Lolita

Lolita. J’ai dû m’en arracher vers 15:00. Et un état d’esprit produit par l’histoire, en un moi déjà trop prêt pour ça, tandis que je marchais sur les trottoirs de l’avenue. Je me suis assis au Café de Lyon, un lien serré entre mes yeux, alertes, et mon cœur.
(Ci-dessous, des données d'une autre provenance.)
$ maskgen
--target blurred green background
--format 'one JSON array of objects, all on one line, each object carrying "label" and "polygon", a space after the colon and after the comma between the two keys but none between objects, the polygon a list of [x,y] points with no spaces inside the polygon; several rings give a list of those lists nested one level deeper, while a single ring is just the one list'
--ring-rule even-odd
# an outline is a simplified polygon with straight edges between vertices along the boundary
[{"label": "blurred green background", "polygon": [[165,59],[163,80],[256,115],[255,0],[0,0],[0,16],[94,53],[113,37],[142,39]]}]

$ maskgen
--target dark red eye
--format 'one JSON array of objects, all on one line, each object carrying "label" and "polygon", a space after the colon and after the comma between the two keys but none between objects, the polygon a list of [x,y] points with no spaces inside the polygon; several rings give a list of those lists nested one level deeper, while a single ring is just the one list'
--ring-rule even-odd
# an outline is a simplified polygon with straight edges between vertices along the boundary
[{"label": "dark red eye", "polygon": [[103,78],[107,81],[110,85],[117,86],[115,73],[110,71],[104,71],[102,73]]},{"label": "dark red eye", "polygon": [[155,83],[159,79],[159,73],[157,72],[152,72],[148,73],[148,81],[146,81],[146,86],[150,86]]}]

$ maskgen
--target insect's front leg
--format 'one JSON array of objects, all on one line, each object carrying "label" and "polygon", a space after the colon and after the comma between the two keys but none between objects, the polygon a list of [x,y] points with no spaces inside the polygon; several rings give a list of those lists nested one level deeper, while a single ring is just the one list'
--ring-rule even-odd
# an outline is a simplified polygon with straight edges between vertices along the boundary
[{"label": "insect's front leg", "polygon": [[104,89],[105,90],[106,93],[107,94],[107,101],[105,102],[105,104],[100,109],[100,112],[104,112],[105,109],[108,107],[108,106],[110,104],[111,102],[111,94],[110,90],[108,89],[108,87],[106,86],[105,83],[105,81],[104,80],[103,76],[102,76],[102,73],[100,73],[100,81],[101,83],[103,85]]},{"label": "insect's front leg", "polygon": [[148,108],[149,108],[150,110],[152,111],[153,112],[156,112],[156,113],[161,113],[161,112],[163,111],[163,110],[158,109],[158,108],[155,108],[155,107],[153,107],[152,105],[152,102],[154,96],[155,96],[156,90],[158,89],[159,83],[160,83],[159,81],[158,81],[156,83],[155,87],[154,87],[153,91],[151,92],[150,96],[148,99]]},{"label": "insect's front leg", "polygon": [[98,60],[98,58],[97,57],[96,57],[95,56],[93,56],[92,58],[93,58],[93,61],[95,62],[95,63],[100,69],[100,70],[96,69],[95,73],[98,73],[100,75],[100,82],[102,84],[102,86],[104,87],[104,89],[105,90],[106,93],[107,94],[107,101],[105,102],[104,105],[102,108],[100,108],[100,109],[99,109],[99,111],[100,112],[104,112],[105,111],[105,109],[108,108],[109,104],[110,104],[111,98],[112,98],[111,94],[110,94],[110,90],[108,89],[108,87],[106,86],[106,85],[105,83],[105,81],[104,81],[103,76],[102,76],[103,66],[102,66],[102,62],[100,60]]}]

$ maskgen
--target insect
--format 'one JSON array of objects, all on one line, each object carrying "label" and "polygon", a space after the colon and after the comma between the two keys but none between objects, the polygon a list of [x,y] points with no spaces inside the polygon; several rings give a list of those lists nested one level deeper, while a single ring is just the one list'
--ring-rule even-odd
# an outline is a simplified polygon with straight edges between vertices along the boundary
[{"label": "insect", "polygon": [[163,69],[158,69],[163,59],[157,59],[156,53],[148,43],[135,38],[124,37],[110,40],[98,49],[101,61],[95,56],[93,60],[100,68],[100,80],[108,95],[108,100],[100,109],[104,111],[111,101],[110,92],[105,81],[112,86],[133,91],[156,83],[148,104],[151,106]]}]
J’ai soudainement fermé le livre et laissé la table pour suivre une grande jeune fille rousse, américaine, grande et bien nourrie, dans un chemisier noir et des jeans (et la façon dont ses jeans ne collaient pas exactement à ses fesses disait immanquablement, pensais-je, son origine), et surtout pas les cheveux roux-orange mais une variété plus sombre, avec des nuances de ciel mourant.

Elle était accompagnée d’un couple vieillissant, ses parents, ai-je supposé, mais sans ressemblance avec elle, sinon leur évidente américanité. J’ai eu un peu de difficulté à remettre le livre dans la poche trop étroite de ma veste et j’ai cru les avoir perdus mais ils s’arrêtaient souvent devant les vitrines des magasins de mode et sa chevelure écarlate me la signalait à travers la foule de sorte que j’ai pu facilement les rejoindre. Comme je les dépassais, elle a tourné la tête vers mes regards: ainsi que je l’avais supposé en la voyant dans le coin sombre du café, assise entre sa vieille mère et son vieux père, son visage était parfaite beauté, couleur et forme. J’ai traversé l’avenue éperdu et j’ai envoyé un dernier regard, sur leur dos devant une autre vitrine de vêtements, encore dans mes yeux la vue toute proche et rayonnante prise un instant avant.